In 2017, the Climate Leadership Council (CLC) introduced its proposal for a national, economy-wide Carbon Dividends Plan (CDP). The CDP would apply a uniform carbon fee to all US carbon emissions while returning the revenue to American households. It includes a gradually rising carbon price trajectory, a proposed emissions assurance mechanism that would temporarily increase the rate of increase if emission reduction benchmarks are not achieved, and a border carbon adjustment (BCA) system to mitigate the economic impacts of the fee on manufacturing activities that are highly exposed to international competition.

NERA was retained by the CLC to compare the relative projected economic impacts of the CDP proposal to those of a “regulatory” scenario containing the types of non-price regulations typically proposed as alternatives to economy-wide carbon pricing.
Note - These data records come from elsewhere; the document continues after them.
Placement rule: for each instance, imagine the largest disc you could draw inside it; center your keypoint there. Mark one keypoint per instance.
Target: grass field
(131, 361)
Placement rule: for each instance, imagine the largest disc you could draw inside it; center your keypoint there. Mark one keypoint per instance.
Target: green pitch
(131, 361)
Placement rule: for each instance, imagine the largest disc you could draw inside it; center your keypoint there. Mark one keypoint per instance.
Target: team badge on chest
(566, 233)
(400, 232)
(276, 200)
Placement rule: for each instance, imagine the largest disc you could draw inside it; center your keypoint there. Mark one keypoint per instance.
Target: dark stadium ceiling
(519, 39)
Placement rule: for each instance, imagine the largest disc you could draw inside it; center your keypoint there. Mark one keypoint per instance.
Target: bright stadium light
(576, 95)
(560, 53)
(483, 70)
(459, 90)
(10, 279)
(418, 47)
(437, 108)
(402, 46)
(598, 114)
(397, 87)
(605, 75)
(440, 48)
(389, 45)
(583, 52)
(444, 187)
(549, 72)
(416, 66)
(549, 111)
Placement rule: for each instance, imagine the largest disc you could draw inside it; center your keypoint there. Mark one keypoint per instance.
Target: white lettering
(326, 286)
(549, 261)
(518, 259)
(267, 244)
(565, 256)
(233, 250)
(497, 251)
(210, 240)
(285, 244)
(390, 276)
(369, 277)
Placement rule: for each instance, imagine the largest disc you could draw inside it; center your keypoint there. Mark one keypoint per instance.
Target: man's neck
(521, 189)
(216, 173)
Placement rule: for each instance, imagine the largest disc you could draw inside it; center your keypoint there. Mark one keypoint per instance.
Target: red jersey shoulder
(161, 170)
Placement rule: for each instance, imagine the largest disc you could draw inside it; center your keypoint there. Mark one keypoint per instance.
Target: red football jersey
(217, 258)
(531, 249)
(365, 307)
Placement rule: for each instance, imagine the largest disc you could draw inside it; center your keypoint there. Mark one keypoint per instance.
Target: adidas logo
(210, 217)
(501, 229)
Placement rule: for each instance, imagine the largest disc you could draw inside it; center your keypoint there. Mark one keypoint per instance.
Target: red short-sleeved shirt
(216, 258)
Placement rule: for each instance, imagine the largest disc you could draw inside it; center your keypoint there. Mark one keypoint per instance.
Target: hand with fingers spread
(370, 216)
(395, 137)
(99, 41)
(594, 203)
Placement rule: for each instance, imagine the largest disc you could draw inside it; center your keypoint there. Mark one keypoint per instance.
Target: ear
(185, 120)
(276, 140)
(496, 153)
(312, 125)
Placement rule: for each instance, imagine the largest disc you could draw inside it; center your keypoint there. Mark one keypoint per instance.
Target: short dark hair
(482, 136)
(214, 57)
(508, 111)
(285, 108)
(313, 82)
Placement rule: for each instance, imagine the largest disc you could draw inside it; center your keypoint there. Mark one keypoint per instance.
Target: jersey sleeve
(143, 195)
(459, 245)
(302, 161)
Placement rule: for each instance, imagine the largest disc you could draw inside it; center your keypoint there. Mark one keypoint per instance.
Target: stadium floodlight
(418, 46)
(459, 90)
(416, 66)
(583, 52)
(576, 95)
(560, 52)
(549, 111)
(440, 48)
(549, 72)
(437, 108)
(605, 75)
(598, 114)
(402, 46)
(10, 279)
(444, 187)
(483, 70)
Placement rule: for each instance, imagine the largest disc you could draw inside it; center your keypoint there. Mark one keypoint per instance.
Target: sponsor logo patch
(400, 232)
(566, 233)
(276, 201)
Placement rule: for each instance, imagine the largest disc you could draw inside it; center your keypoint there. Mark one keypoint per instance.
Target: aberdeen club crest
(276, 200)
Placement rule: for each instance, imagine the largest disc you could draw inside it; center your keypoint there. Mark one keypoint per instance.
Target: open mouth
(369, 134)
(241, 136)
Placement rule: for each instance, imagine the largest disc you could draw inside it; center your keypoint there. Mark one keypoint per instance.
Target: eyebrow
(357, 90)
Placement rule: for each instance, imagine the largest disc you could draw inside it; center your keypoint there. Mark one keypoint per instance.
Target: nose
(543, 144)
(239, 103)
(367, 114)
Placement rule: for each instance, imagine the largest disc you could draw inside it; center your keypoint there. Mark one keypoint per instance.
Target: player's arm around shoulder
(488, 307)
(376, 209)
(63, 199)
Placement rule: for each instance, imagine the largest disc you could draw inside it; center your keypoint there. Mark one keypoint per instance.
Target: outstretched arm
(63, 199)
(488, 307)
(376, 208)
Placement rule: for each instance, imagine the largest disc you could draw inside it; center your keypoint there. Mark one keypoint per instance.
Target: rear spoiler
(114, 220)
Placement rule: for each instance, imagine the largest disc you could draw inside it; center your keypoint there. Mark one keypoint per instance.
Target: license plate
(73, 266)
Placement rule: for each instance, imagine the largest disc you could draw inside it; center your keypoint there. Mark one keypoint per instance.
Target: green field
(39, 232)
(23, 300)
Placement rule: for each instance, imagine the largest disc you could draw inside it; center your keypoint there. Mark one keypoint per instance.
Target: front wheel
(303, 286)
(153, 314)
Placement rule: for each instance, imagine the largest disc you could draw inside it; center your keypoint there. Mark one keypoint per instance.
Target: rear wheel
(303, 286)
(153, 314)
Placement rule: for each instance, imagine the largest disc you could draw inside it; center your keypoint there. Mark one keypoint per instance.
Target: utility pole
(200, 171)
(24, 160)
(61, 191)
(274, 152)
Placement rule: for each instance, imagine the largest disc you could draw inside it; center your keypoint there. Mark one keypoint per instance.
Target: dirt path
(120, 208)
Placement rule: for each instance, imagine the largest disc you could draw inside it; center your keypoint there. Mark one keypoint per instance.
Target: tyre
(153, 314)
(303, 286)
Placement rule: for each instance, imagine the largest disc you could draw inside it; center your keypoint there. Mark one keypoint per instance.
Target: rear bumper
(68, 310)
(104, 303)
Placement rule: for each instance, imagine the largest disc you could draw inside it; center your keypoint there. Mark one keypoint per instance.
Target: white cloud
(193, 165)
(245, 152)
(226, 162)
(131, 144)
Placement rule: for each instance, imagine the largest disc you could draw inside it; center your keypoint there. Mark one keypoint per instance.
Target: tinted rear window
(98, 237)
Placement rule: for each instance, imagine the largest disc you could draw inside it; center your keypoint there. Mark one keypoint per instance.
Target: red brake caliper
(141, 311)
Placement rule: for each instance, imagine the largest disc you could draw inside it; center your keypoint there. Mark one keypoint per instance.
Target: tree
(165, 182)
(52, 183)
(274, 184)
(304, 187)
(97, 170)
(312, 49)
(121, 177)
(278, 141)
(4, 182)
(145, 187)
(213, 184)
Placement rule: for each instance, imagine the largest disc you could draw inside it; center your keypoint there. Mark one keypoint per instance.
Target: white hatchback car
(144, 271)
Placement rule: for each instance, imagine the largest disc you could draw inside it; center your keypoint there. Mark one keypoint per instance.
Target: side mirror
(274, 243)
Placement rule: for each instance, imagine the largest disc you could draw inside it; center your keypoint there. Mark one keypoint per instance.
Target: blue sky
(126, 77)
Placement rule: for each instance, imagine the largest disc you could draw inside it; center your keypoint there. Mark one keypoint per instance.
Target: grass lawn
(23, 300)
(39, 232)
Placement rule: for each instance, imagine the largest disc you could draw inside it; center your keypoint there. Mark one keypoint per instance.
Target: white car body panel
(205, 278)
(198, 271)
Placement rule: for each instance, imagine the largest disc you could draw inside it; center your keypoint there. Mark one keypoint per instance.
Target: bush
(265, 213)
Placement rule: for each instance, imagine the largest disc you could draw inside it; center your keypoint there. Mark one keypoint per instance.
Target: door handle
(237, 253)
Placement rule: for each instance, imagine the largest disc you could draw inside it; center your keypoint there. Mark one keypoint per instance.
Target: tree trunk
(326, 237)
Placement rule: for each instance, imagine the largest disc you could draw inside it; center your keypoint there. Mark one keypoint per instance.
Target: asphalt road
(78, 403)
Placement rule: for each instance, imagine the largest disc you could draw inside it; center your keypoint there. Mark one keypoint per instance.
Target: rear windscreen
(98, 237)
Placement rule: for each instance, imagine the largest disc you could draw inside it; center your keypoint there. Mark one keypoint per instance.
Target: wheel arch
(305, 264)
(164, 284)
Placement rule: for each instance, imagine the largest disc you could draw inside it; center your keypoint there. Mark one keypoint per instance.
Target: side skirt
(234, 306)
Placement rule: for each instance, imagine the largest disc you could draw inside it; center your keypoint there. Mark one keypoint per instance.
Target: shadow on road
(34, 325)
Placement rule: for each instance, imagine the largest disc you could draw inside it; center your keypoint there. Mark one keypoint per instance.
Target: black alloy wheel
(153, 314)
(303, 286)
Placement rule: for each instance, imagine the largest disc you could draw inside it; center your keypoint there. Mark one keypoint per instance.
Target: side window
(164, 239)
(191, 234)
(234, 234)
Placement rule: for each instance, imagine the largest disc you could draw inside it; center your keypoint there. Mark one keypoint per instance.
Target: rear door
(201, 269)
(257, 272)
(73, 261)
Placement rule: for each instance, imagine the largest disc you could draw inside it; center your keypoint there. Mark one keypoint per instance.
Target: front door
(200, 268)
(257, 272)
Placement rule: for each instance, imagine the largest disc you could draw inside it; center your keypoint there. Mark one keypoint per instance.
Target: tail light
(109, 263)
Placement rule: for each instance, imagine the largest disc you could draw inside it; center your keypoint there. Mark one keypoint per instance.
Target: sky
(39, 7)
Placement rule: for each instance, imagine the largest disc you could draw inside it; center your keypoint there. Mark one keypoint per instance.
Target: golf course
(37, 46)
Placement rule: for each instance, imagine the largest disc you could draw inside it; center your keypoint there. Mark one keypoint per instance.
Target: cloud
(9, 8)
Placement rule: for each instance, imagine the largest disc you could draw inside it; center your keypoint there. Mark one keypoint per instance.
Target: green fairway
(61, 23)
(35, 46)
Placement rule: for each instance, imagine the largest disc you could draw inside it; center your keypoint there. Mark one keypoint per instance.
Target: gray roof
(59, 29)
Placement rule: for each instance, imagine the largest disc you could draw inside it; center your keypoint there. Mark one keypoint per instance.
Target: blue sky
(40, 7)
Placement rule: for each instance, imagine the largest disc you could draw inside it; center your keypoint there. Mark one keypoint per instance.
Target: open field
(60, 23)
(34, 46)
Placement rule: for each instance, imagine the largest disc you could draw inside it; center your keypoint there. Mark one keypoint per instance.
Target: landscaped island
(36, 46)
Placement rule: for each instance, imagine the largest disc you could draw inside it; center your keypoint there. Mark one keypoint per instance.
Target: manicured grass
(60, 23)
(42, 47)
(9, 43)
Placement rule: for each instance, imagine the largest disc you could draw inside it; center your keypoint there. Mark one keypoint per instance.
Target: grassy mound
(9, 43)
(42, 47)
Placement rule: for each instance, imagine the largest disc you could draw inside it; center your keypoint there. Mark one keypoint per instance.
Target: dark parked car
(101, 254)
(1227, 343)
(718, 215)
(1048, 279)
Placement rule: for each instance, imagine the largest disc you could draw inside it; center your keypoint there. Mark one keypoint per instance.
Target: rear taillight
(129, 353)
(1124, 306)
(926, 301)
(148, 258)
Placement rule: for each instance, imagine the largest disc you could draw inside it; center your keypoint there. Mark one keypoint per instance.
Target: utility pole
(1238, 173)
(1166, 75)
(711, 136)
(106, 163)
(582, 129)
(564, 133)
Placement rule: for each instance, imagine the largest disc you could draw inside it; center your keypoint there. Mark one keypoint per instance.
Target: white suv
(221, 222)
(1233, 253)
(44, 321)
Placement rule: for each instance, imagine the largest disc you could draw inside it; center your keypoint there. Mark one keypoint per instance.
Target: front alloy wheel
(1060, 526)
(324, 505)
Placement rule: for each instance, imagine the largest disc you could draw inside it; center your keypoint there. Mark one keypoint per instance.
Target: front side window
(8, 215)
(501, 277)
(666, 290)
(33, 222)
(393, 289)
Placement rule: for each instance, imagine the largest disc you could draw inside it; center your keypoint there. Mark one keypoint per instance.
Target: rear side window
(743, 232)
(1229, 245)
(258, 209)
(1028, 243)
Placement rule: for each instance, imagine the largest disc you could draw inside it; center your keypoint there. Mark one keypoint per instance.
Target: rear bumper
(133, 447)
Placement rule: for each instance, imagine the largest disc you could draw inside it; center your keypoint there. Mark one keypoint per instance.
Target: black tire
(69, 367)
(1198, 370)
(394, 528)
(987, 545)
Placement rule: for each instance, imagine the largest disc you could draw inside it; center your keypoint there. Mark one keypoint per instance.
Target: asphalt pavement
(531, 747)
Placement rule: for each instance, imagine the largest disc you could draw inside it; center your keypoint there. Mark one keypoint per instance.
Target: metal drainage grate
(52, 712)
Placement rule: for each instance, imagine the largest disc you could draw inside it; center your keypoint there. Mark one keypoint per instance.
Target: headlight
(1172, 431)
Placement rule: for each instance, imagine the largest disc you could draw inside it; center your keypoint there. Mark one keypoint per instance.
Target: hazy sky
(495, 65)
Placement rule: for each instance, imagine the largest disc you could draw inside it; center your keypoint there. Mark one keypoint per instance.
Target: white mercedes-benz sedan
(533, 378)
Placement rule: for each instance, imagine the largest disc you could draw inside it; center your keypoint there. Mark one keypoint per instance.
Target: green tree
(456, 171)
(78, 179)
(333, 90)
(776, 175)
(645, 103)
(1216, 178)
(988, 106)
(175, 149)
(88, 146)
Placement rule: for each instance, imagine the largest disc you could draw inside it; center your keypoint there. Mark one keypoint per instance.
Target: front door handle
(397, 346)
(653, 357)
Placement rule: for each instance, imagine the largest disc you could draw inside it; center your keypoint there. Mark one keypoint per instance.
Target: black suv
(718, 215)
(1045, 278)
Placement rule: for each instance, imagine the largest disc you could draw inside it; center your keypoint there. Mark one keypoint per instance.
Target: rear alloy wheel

NERA conducted the analysis using its macro-economic model of the US economy (NewERA) through the year 2036. The regulatory scenario achieved the same total carbon emissions reductions as those projected under the CDP scenario, enabling evaluation of the relative cost-effectiveness of the two approaches.

The CDP scenario’s carbon price starts at $40 per metric ton of CO2 in 2021 and rises 5% annually in real terms. Net carbon revenues are returned to households on a per-capita basis each year. This is accompanied by a BCA that places a tariff on imports based on the carbon-intensity of the manufacturing processes in their country of origin and that rebates carbon fees on US-manufactured products that are exported.

The regulatory scenario applies a clean energy standard (CES) on the electric sector, corporate average fuel economy (CAFE) standards on on-road vehicles, a subsidy program to accelerate the adoption of battery-electric vehicles; energy- and electricity-efficiency standards on industrial production, residential equipment, and commercial buildings; and a moratorium on new leases for fossil fuel extraction on federal lands. 

The analysis found the uniform, economy-wide carbon price guides businesses and households to a more cost-effective set of emission reductions than the sector-specific set of regulatory provisions. The gap in economic costs between the two scenarios is projected to widen over time as both policies achieve deeper emission cuts. The CDP scenario is projected to achieve an additional $190 billion per year in gross domestic product on average over the model horizon with the gap in GDP between the two scenarios widening to $420 billion by 2036. By 2036, the CDP scenario is projected to result in about $1,260 more annual consumption per household than the regulatory scenario. Further, the BCA is found to be an important driver of the higher economic output projected in the CDP scenario. The application of the BCA results in a $119 billion higher output per year under the CDP scenario compared to the regulatory scenario.